PHÉNOMÈNES
Du style, mais plus de twist
Un mystérieux phénomène se déclenche autour de Central Park Des passants s’immobilisent, ont des troubles de la parole, puis se suicident, de différentes manières, en fonction de ce qu’ils ont sous la main: revolver, épingle à cheveux, vide où sauter, corde, tondeuse à gazon… Pour Elliot, professeur de physique et sa femme, comme pour des milliers d’autres, la fuite s’organise, espérant échapper à l’ « épidémie », en s’éloignant…
Pour qui apprécie le cinéma fantastique, unnouveau film de Shyamalan est toujours un événement. Parce que le réalisateur du « Sixième sens » a lui même un sens inné des cadrages et du suspense. Il le démontre à nouveau, dans la manière d'amener les différentes morts du film, méticuleusement, avec une lenteur clinique, suggérant pour finalement mieux montrer. Parce qu' également, ce réalisateur sait parler au coeur du spectateur, l'interpeller par des personnages ébranlés dans leur foi (le prêtre dans « Signs » ou les chefs du « Village ») ou leurs ressentis intimes (le héros d' « Incassable » ou le jeune renfermé du « Village »). Parce qu'enfin ses films offrent régulièrement des lecteurs multiples, aux messages politiques ou environnementaux.
Oubliée donc l'erreur « La jeune fille de l'eau », conte horrifique pour enfant, dont la complexité en avait égaré plus d'un: place à l'enfer des adultes avec ces « Phénomènes », aussi mystérieux dans leurs causes, qu'impressionnant à l'écran de par leur portée universelle. Suicidés involontaires, les humains du film font peur, forcément. Car la mort fait peur, d'autant plus qu'elle peut arriver partout, à l'aide de n'importe quel instrument. Si le scénario de Shyamalan est jalonné de mort, il sait aussi donner des indices sur les causes de ces évènements, construire des hypothèses, et faire part au mystère, tant vanté comme une composante de la sience elle-même. Exit donc le twist final, voire l'usuel double fin, permettant la double lecture.

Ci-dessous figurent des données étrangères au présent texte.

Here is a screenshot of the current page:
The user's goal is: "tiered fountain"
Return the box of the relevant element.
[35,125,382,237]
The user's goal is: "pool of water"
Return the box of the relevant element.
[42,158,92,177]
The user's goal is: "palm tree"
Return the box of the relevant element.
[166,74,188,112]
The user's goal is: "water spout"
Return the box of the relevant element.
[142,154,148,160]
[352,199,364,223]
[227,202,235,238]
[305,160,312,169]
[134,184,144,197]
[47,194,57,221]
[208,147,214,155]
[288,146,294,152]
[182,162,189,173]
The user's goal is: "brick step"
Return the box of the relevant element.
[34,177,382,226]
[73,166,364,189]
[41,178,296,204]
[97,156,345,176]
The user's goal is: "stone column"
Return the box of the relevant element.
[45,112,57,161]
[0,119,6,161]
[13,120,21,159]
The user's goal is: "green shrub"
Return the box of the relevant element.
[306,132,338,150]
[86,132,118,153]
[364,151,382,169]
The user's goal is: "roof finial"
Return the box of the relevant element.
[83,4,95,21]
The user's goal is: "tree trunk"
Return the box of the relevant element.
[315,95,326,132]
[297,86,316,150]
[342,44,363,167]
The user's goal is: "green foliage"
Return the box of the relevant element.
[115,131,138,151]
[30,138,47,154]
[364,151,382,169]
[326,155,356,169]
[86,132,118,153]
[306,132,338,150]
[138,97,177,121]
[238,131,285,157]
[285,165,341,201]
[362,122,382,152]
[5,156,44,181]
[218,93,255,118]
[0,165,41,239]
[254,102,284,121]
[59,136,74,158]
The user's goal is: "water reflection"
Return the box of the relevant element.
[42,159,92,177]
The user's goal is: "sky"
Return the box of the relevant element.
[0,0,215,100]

Ici le message est clairement politique. L'homme est-il conscient qu'il détruit la planète? Et réagira-t-il uniquement lorsque cette dernière se rebellera. Au discours environnementaliste, parfois trop appuyé, s'ajoute sur la fin de jolies paraboles politiques sur l'isolationnisme des Etats Unis, comme c'était déjà le cas dans la terrifiante fin de l'excellent « Village ». L'individualisme, qui paraît un moment une solution, en prend lui aussi pour son grade, tout comme les adeptes du port d'armes. De quoi changer les mentalités? Pas sûr, d'autant que le film risque de décevoir ceux qui ne supportent pas l'inexpliqué.